Hermes Webhook Bridge — Trigger the Agent from External Events

Integrations

Connect Hermes Agent to external services via webhooks. Trigger automations from GitHub, Stripe, Jira, and any webhook-compatible service.

Quick answer

A Hermes webhook bridge connects the agent to external services so events from GitHub, Stripe, Jira, or any webhook source can trigger Hermes, and Hermes can notify back out. It is the lightweight, event-driven way to automate without writing a full API integration.

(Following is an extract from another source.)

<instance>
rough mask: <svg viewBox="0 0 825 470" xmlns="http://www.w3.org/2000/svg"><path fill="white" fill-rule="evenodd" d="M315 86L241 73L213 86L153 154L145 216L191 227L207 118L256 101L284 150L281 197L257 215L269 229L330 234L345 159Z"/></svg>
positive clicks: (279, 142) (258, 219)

Webhooks are the simplest way to make Hermes reactive: an external event fires, the bridge hands it to the agent, and Hermes acts. No SDK, no polling.

Features

  • Incoming webhooks
  • Outgoing notifications
  • Event filtering
  • Multi-service support

Why this tool matters

A webhook bridge turns Hermes from something you message into something the world can trigger. A GitHub issue, a Stripe charge, a Jira transition — each becomes an event the agent can respond to with its tools and memory.

Event filtering keeps it sane. You decide which events matter so the agent is not woken for every notification, which is the difference between a useful automation and a noisy one.

Outbound notifications close the loop: Hermes can push results back to a channel or service after it acts, so a webhook-triggered run produces a visible outcome rather than disappearing into logs.

Bridges shine for event-driven glue; for fine-grained, in-process control you would use the Python API client instead. The two compose — webhooks to trigger, the client to embed — depending on how much control you need.

Best use cases

Trigger Hermes when a GitHub issue or PR event fires
React to Stripe or billing events automatically
Kick off an agent run from a Jira transition
Send agent results back out as notifications
Glue Hermes to any webhook-capable service without an SDK
View on GitHub

FAQ

What's a webhook bridge good for versus the API client?

The bridge is for event-driven triggers — an external service fires an event and Hermes reacts. The Python API client is for fine-grained, in-process control. They compose: webhooks to trigger, the client to embed.

How do I stop the agent reacting to every event?

Use event filtering to select which events matter. That keeps the agent from being woken for every notification and turns the bridge into a focused automation.

Can Hermes send notifications back out via webhooks?

Yes. Outbound notifications let Hermes push results to a channel or service after it acts, so a triggered run produces a visible outcome.